An ashen look comes over his face. “Then we’re fucked,” he says hopelessly. Ventura is so confused about women that when I explain to him my Three Laws of Women, he actually writes them down. “One,” I count off, “they’re different.”

“One, they’re different,” he repeats, jotting it down in his little notebook. He always carries a little notebook where he jots things down, so he can write about them in his column or tack them up on his wall.

“Two, they’re crazy.”

“Two, they’re crazy.” Scribble scribble.

“Three, they’re funny.”

“Three, they’re funny.” He reads it over. Ventura is convinced every woman is irresistibly attracted to him. “That woman’s looking at me,” he moans in a restaurant, “I wish she would stop. I have too many women in my life right now.” Every woman in every restaurant, every woman on the street, every woman who exchanges two syllables or a burp with him, wants him. It’s his burden in life to disappoint all of them. The ones he doesn’t disappoint sooner, he’ll have to disappoint later. Those are the ones he becomes involved with, the ones he casts in the movie he thinks he’s living in; like him, they’re larger than life. Each affair is a singular turbulent drama. “You two don’t have a relationship,” Viv said to Ventura one night at Musso and Franks, about one girlfriend or another, “you have a weather report.” Lately I’ve been noticing something. Every woman in Ventura’s life gets larger and more mythic than the last, until the new one is the most remarkable of all, the smartest and most beautiful, the one who in another world was a movie star and is now reincarnated as a Sufi goddess—and then he breaks up with her, as always, for no reason I can fathom. He just broke up with one recently for the simple reason that there was
absolutely nothing wrong with her
; she was a woman with no vices whatsoever. “How was I supposed to be involved,” he asks plaintively, “with a woman who has no vices?”

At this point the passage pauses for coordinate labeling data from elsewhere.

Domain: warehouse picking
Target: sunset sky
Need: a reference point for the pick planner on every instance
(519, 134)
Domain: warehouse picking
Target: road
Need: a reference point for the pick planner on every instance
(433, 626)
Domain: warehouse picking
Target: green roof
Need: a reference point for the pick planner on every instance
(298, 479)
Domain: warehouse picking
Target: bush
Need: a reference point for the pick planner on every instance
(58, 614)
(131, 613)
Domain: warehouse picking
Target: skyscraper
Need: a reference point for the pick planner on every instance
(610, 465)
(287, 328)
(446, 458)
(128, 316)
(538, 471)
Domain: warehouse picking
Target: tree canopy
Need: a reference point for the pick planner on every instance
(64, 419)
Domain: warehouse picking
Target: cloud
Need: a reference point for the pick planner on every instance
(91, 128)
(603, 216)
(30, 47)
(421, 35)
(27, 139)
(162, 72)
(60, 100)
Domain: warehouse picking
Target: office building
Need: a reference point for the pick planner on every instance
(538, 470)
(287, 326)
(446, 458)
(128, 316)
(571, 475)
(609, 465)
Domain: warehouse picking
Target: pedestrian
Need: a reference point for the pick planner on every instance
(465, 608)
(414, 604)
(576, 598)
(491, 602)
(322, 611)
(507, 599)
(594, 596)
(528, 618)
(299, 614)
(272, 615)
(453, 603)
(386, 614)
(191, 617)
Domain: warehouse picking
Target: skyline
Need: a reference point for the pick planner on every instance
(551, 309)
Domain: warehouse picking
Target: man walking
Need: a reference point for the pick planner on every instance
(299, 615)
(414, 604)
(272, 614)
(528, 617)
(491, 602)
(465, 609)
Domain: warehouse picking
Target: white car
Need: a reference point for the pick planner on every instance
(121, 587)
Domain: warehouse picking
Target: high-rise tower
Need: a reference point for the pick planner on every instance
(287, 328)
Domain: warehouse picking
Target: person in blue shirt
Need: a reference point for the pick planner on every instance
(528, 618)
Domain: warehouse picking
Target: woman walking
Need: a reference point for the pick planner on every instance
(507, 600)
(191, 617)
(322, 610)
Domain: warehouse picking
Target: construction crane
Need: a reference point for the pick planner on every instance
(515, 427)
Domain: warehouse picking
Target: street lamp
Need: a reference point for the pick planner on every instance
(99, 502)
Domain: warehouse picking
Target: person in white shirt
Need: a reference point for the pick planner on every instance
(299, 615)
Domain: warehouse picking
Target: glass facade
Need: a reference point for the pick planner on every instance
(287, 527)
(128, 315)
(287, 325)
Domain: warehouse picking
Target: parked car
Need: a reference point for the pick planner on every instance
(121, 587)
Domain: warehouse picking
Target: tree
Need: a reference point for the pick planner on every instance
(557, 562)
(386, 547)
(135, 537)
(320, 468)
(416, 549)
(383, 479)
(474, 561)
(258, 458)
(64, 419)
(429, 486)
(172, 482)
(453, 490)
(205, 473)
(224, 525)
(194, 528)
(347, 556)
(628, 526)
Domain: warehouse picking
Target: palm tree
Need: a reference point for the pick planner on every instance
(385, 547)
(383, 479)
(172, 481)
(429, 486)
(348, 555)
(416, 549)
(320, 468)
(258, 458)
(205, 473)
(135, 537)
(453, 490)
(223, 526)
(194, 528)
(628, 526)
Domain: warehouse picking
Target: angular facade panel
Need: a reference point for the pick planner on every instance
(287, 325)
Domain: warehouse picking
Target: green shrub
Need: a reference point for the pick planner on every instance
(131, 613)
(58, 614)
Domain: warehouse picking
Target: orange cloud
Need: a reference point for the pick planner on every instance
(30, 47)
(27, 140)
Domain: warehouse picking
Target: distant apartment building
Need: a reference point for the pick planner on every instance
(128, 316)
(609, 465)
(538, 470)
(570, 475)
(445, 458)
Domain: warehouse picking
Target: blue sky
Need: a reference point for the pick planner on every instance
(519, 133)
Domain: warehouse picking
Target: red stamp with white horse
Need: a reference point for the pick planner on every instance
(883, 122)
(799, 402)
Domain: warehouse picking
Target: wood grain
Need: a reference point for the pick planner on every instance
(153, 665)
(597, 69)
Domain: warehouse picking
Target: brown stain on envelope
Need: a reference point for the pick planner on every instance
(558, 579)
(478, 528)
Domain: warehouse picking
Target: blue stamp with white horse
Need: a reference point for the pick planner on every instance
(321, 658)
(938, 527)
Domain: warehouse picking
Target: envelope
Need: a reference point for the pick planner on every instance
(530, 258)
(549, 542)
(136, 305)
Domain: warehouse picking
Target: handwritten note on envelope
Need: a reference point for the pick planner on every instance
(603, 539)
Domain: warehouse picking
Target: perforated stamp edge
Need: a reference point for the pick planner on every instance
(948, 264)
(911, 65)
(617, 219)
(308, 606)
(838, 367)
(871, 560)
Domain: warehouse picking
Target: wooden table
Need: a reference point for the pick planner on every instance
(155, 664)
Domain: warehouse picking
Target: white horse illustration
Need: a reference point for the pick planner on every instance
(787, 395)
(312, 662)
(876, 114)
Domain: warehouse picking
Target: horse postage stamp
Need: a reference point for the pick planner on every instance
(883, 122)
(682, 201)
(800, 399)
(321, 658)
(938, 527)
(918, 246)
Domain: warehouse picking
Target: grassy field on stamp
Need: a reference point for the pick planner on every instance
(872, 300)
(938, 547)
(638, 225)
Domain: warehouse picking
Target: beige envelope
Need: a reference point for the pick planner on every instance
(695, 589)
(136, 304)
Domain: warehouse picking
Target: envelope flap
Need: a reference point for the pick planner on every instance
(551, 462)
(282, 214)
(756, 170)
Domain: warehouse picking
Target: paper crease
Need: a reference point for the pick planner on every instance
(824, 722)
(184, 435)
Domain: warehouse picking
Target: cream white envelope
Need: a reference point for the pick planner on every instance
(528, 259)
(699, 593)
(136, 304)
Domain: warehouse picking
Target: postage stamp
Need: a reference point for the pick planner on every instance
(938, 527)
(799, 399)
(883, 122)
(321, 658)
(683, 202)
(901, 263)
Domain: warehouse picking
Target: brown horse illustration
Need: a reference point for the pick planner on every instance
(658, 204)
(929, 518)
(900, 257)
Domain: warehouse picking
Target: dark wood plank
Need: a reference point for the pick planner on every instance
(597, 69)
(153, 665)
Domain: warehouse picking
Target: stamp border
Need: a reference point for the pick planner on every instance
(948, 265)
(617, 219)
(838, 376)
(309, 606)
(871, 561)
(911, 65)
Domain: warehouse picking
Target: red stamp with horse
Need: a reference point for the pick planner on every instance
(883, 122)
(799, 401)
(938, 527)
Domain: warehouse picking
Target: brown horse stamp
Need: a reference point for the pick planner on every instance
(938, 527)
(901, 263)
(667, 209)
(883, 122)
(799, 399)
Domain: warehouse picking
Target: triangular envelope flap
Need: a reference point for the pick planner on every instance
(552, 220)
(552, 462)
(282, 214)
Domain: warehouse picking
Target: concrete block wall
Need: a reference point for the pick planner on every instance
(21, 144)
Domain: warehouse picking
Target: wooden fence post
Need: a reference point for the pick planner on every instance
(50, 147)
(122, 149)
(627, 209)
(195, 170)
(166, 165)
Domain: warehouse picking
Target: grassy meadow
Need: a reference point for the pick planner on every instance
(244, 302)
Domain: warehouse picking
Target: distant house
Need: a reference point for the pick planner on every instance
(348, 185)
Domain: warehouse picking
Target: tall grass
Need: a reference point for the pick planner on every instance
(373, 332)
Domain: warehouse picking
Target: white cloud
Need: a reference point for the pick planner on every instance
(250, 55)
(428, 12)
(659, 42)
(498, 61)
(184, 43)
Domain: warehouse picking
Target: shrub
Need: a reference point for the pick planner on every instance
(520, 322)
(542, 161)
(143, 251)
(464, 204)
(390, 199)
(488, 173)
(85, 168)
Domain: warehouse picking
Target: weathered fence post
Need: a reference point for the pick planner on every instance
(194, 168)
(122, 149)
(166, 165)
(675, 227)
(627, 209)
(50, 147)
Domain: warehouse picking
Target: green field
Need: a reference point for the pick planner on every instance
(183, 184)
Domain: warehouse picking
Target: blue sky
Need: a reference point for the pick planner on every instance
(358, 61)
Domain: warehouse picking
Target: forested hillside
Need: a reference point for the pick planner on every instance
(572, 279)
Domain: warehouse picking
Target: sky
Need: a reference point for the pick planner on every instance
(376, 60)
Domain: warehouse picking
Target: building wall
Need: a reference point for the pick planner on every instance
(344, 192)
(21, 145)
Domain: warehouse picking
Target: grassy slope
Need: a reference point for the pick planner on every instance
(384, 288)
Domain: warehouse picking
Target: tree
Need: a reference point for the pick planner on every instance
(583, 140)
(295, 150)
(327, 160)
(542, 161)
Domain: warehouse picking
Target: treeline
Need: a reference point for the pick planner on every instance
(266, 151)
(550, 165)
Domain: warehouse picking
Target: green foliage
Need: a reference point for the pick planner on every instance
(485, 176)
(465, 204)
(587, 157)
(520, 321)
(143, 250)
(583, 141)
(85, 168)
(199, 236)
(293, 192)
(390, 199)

“You don’t understand,” I tell him. “
You
were her vice.”

“That’s it! That’s it exactly!
I
was her vice. How was I supposed to be involved with a woman whose only vice was me?” Weeks from now, of course, if not days, he’ll regret it. “I was driving out of the desert,” he’ll explain, pacing his apartment in a frenzy, “when it hit me like a lightning bolt,” and he’ll hit the back of his head, nearly knocking off his hat, to show me what it was like to be struck by this epiphany: “I should have married the Sufi goddess.”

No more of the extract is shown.